The emission spectrum of hydrogen atoms has two lines from the Balmer series with wavelengths 4102 Å and 4861 Å. The wave number of another emission line is equal to the difference between the wave numbers of these two lines.
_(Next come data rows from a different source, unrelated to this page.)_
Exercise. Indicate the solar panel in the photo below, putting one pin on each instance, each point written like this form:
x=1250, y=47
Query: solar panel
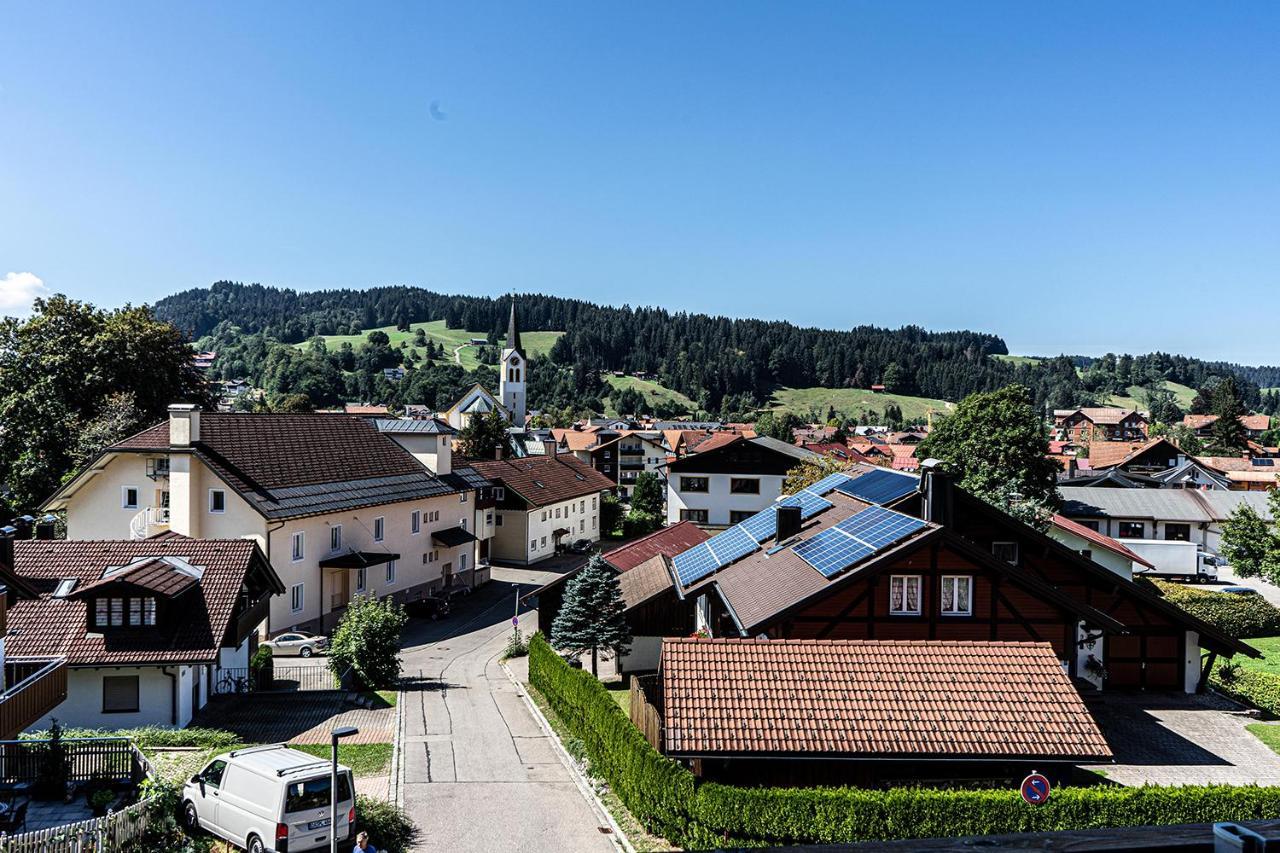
x=694, y=564
x=878, y=527
x=762, y=525
x=809, y=503
x=832, y=551
x=731, y=544
x=878, y=487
Find the $\lambda$ of  line and series to which it belongs

Wave number = $\frac{1}{\lambda }={\mathrm{RZ}}^2\left(\frac{1}{{\mathrm{n}}_1^2}-\frac{1}{{\mathrm{n}}_2^2}\right)$

where R = Rydberg constant = $1.097\times {10}^7/\mathrm{m}$

Here , $Z=1$, 

Hence   ${\mathrm{RZ}}^2=1.097\times {10}^7/\mathrm{m}$

$\Rightarrow \frac{{10}^{10}}{4102}=1.097\times {10}^7\left[\frac{1}{2^2}-\frac{1}{{\mathrm{n}}_2^2}\right]$

$\text{ (or) }\frac{1}{4}-\frac{1}{{\mathrm{n}}_2^2}=\frac{1000}{4102\times 1.097}=0.2222\text{ (or) }{\mathrm{n}}_2=6$

Similarly   $\frac{{10}^{10}}{4861}=1.097\times {10}^7\left[\frac{1}{2^2}-\frac{1}{{\mathrm{n}}_2^2}\right]\text{ (or) }{\mathrm{n}}_2=4$

Now the wave number of third line = difference in wave number of above two lines 

$\frac{1}{\lambda }={\mathrm{RZ}}^2\left(\frac{1}{4^2}-\frac{1}{6^2}\right)1.097\times {10}^7\times \frac{20}{576}/\mathrm{m}$  

$\lambda =\frac{576}{20}\times \frac{1}{1.097\times {10}^7}=\frac{57600}{2\times 1.097}\mathrm{A}=26253\text{Å}$

Since n₁ is 4 here, the series will be Brackett.